U.S. Supreme Court rejects Argentina’s appeal in debt fight
The U.S. Supreme Court has turned down a petition by Argentina to reconsider a lower-court order requiring it to pay creditors upwards of $1.4 billion.
The decision, handed down Monday without comment from the nation’s highest court, upholds a 2012 ruling that obliges the South American nation to pay all its bondholders at once — including those that have refused multiple offers to renegotiate the value of their holdings.
A group of those bondholders, led by several New York hedge funds, have repeatedly sued Argentina seeking face value on their securities. Argentina, which defaulted on nearly $100 billion of debt in 2001, has vigorously fought the claims over more than a decade. It argues, among other things, that U.S. courts lack the authority to oblige sovereign nations to pay debts.
Monday’s decision, then, is a victory for the bondholders in the dispute, and also leaves that thorny jurisdictional issue unresolved.
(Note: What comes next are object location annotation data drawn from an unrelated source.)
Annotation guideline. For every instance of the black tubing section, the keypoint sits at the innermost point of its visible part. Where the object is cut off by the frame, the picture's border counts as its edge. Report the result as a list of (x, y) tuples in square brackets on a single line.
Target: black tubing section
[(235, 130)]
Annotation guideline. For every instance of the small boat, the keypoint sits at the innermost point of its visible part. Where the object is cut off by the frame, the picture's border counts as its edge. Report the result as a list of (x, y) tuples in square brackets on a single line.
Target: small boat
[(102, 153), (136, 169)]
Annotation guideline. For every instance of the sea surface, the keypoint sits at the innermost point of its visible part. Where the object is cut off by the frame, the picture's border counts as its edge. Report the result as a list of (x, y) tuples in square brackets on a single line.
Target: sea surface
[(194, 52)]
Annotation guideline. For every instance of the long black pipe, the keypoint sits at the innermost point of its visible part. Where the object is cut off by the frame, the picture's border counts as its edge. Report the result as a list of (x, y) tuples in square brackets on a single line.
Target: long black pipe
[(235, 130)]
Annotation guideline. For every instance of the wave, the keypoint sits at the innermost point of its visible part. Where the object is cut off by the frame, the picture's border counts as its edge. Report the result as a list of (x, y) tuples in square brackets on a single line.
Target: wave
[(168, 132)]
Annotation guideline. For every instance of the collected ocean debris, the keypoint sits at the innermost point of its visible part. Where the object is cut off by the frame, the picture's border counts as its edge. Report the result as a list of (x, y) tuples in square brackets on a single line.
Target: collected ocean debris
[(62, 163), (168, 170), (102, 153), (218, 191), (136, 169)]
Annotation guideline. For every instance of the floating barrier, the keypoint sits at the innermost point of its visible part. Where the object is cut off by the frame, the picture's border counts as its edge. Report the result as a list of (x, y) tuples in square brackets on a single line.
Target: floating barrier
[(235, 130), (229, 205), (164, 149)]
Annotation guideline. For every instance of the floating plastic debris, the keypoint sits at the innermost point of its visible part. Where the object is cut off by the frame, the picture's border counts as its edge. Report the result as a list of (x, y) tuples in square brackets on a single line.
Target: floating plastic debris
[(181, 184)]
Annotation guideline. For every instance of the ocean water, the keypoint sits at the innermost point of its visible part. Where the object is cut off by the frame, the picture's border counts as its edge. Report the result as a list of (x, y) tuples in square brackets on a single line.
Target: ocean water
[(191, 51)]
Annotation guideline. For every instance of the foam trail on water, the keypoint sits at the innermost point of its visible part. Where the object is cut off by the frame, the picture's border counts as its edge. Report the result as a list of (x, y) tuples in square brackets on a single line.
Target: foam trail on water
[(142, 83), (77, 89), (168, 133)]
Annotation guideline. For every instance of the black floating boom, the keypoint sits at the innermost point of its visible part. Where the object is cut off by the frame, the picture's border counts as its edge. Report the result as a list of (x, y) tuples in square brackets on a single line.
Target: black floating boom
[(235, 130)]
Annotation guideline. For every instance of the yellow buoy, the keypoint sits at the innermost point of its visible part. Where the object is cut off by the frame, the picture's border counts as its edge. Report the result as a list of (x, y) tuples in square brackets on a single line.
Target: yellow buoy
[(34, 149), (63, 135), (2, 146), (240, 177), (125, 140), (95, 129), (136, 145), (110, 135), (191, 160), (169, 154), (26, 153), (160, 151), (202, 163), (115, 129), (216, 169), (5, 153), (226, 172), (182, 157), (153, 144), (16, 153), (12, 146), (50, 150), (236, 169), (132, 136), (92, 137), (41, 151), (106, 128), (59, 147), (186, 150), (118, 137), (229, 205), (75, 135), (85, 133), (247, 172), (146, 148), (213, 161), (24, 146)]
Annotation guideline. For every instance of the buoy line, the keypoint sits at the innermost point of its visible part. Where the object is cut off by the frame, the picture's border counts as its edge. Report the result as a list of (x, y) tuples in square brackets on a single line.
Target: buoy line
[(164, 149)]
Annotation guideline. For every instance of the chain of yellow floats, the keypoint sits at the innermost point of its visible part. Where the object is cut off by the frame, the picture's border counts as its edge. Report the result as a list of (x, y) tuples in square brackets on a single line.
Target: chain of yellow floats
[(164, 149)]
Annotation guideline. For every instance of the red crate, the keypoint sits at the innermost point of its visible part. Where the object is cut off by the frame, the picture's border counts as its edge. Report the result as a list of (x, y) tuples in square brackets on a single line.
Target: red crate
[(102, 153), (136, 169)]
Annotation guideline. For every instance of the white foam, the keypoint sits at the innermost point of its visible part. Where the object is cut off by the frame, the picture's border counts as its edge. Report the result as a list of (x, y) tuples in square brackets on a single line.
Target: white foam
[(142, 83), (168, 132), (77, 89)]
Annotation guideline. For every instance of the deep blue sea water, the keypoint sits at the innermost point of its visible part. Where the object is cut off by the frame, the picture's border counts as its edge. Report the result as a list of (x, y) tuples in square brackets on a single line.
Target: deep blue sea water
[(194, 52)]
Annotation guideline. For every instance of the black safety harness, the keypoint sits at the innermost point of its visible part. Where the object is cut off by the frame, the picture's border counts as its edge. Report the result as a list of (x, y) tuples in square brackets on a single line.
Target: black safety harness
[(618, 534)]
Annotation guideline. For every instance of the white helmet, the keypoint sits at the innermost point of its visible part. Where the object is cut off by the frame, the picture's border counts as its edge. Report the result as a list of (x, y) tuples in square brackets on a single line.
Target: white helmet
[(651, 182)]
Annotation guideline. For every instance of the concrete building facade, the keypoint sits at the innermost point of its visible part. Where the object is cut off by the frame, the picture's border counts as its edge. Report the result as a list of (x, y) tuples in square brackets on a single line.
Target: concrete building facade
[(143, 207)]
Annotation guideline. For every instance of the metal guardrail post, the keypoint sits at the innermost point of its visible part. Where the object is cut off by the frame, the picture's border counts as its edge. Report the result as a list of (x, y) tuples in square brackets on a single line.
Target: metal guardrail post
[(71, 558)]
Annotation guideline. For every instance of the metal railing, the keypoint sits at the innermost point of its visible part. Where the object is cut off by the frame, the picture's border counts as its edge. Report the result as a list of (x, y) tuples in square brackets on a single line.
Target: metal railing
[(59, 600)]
But in a case that looks more like a pingpong match than modern jurisprudence, it is unlikely to put the dispute to rest.
In August, the U.S. 2nd Circuit Court of Appeals in New York ruled against Argentina in a separate issue in the same dispute. At the time, however, it put a stay on any action until the Supreme Court decided whether to hear the nation’s previously submitted petition.
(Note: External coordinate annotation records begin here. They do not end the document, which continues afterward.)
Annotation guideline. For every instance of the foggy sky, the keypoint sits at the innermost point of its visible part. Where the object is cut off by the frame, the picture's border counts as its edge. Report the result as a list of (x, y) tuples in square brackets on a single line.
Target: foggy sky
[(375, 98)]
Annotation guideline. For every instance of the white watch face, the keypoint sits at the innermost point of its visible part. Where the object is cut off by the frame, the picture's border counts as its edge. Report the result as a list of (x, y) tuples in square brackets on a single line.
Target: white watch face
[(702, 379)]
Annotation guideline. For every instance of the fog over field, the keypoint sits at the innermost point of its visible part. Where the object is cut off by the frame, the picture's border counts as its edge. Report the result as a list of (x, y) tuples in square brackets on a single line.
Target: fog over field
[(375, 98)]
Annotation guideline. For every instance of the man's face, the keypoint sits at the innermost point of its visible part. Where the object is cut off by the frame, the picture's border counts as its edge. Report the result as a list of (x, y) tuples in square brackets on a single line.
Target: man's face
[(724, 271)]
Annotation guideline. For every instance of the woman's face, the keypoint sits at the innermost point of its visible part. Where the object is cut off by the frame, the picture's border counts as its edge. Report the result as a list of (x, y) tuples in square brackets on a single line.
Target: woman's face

Meanwhile, Argentina has appealed the August circuit-court ruling, and if that is rejected, the country could file a separate request to the Supreme Court. Outside observers now predict that the matter is unlikely to be resolved until the middle of next year at the earliest.
Argentina, which was able to restructure upwards of 92% of the debt on which it originally defaulted, argues that the court rulings could have a devastating effect on its economy.
Although it has enough cash to pay the $1.4 billion at stake in the legal dispute, it worries that countless other creditors — including many that already accepted lower-valued bonds in exchange for defaulted notes — would sue demanding 100 cents on the dollar. That could cost the country considerably more and, it argues, severely undermine the concept of sovereign debt restructuring.
That potential precedent has caught the attention of numerous outside interests, including the International Monetary Fund, the U.S. Treasury, France and charity groups that combat poverty.
Although Argentina’s case is exceptional because of the size of the default and the relative wealth of the country, they have argued that the rulings could have devastating effects on developing nations struggling to climb out from under crippling debt loads. The effect of the U.S. court rulings, they say, could be to embolden bondholders to refuse to negotiate and instead demand full repayment.
In particular, some claim, it could bolster the business model of hedge funds — often called vulture funds — that buy distressed debt on the secondary market at deep discount and then litigate for maximum returns. Two such funds, Elliott Management and Aurelius Capital Management, have taken the lead in the litigation against Argentina.
Argentina’s president, Cristina Fernandez de Kirchner, has maintained that the country will never pay a penny more than what it offered to the majority of creditors who accepted debt exchanges in 2005 and 2010. Those swaps reduced the value of the bonds by more than two-thirds, but Argentina has been making regular payments on them ever since.
In late August, Fernandez said that if the U.S. Supreme Court rejected the case, she would offer bondholders a third exchange, trading their bonds for new ones issued in Buenos Aires and thus skirting the authority of American courts.